Please submit appropriate details into terminal.


Student Name:George Xenophon
University:Flinders University
Major Subject:Political Science
Thesis Title:Fertile In Tyrants: Explaining post-nuclear British politics with comparison to post-colonial states.
Thesis Synopsis:

A sluggish, low-tech economy focused around resource extraction and primary industries. A vaguely socially conservative society that at the same time is ready to embrace countless different revolutionary or ideological movements. Politics is dominated by an economically populist/workerist party heavily associated with a great national struggle and a single leader, which is closely knit with many other national institutions and unwilling to move forward socially. The leading opposition is a party of economic and social liberalisers funded by the major capitalist world power, along with charismatic religious-based groups, splintered leftists, and nationalist sectarians. Am I talking about the formative years of post-colonial nations, or the Kingdom of Great Britain circa 2020?

In terms of nuclear impact, Britain was simultaneously lucky and unlucky. On the one hand, the number of missiles aimed at it in the Exchange was low, and mostly they were targeted at American bases rather than urban areas. On the other hand, the country was thoroughly unstable beforehand, and the Exchange wiped out nearly the entire leadership of both parties thanks to the Liberals choosing the 9th of November to try and remove their confidence from the government. Owen, who was on a diplomatic visit at the time, was able to take charge for the ensuring period, and managed to unite Britain around him while ending the Second Anarchy. This allowed him to create a charisma cult as the preserver and recreation of the nation, not unlike that created by leaders such as Sukarno or Kwame Nkrumah--a cult which has dominated British politics to this day. Perpetuated first by the extended "state of emergency" following the Edinburgh Declaration in 1983, and then by the fractured nature of the opposition, Owen has overall been in charge of the nation longer than any other non-royal leader. His party, meanwhile, exerts its position as the national party of government with its strong links to both the 'patriotic' legal trade unions and the Army, and advancement in the Civil Service without SDP membership is all but impossible.

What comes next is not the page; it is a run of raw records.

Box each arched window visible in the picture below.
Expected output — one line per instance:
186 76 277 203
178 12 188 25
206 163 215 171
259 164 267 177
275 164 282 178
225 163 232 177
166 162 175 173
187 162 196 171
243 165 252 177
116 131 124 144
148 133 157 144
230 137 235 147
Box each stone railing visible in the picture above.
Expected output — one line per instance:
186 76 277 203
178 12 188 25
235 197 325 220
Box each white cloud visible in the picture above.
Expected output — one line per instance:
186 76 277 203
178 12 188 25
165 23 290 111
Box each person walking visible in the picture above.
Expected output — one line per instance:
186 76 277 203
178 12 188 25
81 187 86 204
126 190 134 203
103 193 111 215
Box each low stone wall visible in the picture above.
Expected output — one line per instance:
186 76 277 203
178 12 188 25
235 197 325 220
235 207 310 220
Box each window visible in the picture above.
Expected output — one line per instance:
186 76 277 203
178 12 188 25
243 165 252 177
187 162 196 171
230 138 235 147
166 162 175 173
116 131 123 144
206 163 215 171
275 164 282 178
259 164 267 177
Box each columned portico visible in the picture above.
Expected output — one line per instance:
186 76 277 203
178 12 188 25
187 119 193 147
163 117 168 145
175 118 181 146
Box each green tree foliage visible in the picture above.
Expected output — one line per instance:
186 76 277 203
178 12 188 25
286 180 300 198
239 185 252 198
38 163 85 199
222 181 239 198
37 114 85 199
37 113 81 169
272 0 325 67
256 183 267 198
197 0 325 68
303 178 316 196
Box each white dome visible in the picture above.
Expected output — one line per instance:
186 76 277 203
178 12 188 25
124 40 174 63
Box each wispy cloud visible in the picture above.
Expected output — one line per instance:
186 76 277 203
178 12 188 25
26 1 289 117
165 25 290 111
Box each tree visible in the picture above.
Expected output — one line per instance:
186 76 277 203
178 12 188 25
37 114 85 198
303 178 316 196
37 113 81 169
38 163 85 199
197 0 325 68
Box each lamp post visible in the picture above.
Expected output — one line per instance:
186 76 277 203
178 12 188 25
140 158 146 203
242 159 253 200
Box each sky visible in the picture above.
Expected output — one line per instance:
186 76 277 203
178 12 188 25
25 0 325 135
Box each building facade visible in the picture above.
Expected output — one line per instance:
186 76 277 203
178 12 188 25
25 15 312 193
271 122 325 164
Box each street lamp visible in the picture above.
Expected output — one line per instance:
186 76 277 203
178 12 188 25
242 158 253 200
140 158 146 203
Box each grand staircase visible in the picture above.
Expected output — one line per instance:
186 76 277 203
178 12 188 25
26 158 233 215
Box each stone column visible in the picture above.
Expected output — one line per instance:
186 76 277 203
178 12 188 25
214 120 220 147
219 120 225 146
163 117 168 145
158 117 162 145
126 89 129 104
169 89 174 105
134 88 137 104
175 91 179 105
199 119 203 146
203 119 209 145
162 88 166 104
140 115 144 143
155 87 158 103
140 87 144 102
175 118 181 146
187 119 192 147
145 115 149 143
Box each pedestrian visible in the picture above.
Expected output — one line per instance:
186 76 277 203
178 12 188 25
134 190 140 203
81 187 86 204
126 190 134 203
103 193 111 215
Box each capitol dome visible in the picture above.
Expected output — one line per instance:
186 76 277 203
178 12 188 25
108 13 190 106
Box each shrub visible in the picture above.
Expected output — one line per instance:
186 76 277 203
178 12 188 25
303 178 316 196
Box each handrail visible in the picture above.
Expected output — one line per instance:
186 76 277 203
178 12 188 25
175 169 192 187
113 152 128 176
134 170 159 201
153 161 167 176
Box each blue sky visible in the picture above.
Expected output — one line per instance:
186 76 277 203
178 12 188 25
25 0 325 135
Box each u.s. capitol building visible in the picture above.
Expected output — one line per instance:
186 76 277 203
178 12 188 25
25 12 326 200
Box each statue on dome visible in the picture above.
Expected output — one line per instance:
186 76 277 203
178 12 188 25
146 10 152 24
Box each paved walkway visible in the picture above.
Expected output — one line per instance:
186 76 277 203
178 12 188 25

The relatively low impact from the Exchange on the British population (as opposed to its vast impact on the body politic) created several unique circumstances, not the least of which was a relatively stable economic foundation leading to a quicker regrowth of the middle class. Said middle class, slowly increasing in prosperity as global trade began again, was unreceptive to Owen's workerist populism, and as such has formed the basis of political opposition to the current regime. The party which became the vehicle for this opposition, PEOPLE, began life as an environmentalist movement, but the monied background of its founder allowed it to undergo an ideological transformation--at least, once the left split from the party and caused a change of name. The present-day party, while not exactly environmentalist, is strong enough to actually win elections, albeit with plenty of help from the Brazilian government's coffers to 'stabilise the region'. The party is rather similar to the opposition groups found in capitalist African nations policy-wise, with a strong focus on anti-corruption measures, preventing minority exclusion by a dominant culture, and breaking up the state-owned industries in an attempt to stimulate the economy. The environment is a lesser concern for the party now--indeed, PM Afriye's go-ahead for Electrobras to develop a nuclear plant in Wylfa would have Goldsmith spinning in his grave.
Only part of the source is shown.